Modern Indian History-Events and Personalities

Ambedkar and the Poona Pact

Note4Students

From UPSC perspective, the following things are important :

Prelims level: Poona Pact, Communal Award

Mains level: Read the attached story

Yesterday was the birth anniversary of Dr B.R. Ambedkar, the chief architect of our constitution. On that occasion, author of the news (originally published in TH) highlights the significance of Poona Pact in the formation of our Constitution.

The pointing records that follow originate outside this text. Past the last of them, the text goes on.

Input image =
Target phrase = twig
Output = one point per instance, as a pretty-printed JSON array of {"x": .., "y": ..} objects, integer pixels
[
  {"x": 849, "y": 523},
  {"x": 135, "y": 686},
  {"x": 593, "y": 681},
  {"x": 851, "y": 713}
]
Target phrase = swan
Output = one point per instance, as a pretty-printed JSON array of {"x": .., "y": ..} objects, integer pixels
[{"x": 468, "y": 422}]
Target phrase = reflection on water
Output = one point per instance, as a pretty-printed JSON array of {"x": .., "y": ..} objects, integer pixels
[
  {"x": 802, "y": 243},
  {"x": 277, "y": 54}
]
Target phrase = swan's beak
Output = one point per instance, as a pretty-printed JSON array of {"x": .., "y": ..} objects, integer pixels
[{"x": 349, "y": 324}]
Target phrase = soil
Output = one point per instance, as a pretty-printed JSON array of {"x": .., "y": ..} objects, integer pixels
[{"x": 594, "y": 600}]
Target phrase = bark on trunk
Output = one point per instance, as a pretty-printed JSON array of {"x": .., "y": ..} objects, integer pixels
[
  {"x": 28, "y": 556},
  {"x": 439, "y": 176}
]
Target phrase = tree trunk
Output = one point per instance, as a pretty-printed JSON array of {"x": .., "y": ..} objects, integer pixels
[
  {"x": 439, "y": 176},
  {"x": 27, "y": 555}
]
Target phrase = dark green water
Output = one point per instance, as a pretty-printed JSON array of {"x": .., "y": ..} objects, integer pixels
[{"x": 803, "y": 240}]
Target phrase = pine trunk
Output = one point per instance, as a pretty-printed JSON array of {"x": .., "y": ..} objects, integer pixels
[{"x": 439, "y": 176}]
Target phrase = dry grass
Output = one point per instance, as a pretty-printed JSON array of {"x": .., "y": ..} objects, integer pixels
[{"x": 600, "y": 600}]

The Poona Pact of 1932 is a landmark event in India’s struggle for independence. It marked the start of social justice movement in the country under the leadership of Dr. Ambedkar.

What is Poona Pact?

  • In late September 1932, B.R. Ambedkar negotiated the Poona Pact with Mahatma Gandhi.
  • The background to the Poona Pact was the Communal Award of August 1932, which, among other things, reserved 71 seats in the central legislature for the depressed classes.
  • The Award was made by then British PM Ramsay MacDonald on 16 August 1932 to extended separate electorate.
  • It aimed to grant separate electorates in British India for the Forward Caste, Lower Caste, Muslims, Buddhists, Sikhs, Indian Christians, Anglo-Indians, Europeans and then Untouchables.
  • Gandhi, who was opposed to the Communal Award, saw it as a British attempt to split Hindus, and began a fast unto death to have it repealed.

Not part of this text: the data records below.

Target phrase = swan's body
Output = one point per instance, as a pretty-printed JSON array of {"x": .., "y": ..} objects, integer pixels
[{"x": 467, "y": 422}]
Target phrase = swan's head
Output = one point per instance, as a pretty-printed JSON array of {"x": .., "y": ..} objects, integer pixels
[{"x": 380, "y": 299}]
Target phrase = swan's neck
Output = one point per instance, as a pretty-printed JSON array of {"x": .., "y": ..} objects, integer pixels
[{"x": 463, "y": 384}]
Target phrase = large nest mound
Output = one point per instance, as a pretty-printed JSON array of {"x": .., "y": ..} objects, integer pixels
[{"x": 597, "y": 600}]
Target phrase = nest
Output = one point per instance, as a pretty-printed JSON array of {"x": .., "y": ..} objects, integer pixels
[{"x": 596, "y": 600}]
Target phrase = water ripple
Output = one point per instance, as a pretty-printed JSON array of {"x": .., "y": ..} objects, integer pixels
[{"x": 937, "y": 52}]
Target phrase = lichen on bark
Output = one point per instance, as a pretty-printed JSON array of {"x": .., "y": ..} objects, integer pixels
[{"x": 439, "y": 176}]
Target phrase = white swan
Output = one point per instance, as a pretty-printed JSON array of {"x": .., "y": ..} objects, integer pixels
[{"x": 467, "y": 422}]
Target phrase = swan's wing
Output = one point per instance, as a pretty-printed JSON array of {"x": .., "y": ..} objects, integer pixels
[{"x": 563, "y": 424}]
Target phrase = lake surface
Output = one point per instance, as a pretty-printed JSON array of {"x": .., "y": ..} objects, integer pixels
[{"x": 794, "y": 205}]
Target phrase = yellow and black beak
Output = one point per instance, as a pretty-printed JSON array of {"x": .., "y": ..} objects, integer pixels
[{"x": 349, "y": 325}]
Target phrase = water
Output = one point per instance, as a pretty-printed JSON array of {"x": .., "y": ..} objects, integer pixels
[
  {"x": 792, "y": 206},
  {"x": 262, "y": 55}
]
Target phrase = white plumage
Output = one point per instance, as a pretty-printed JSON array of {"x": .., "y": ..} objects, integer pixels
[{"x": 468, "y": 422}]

How Poona Pact defeated the Communal Award?

  • Reserved seats: In a settlement negotiated with Gandhi, Ambedkar agreed for depressed class candidates to be elected by a joint electorate.
  • More representation: On his insistence, slightly over twice as many seats (147) were reserved for the depressed classes in the legislature than what had been allotted under the Communal Award.
  • Doors opened for Public Services: In addition, the Poona Pact assured a fair representation of the depressed classes in the public services while earmarking a portion of the educational grant for their uplift.
  • Social acceptance: The Poona Pact was an emphatic acceptance by upper-class Hindus that the depressed classes constituted the most discriminated sections of Hindu society.
  • Increased political say: It was also conceded that something concrete had to be done to give them a political voice as well as a leg-up to lift them from backwardness they could not otherwise overcome.

Significance of the pact

  • The concessions agreed to in the Poona Pact were precursors to the world’s largest affirmative programme launched much later in independent India.
  • It would also not have been lost on him that Muhammad Ali Jinnah, with the separatist tendencies strongly backing him, was watching and waiting to take advantage of the evolving situation.
  • A slew of measures was initiated later to uplift Scheduled Castes and Scheduled Tribes.

Major outcomes

  • The Poona Pact emphatically sealed Ambedkar’s leadership of the depressed classes across India.
  • He made the entire country, and not just the Congress Party, morally responsible for the uplift of the depressed classes.
  • Most of all he succeeded in making the depressed classes a formidable political force for the first time in history.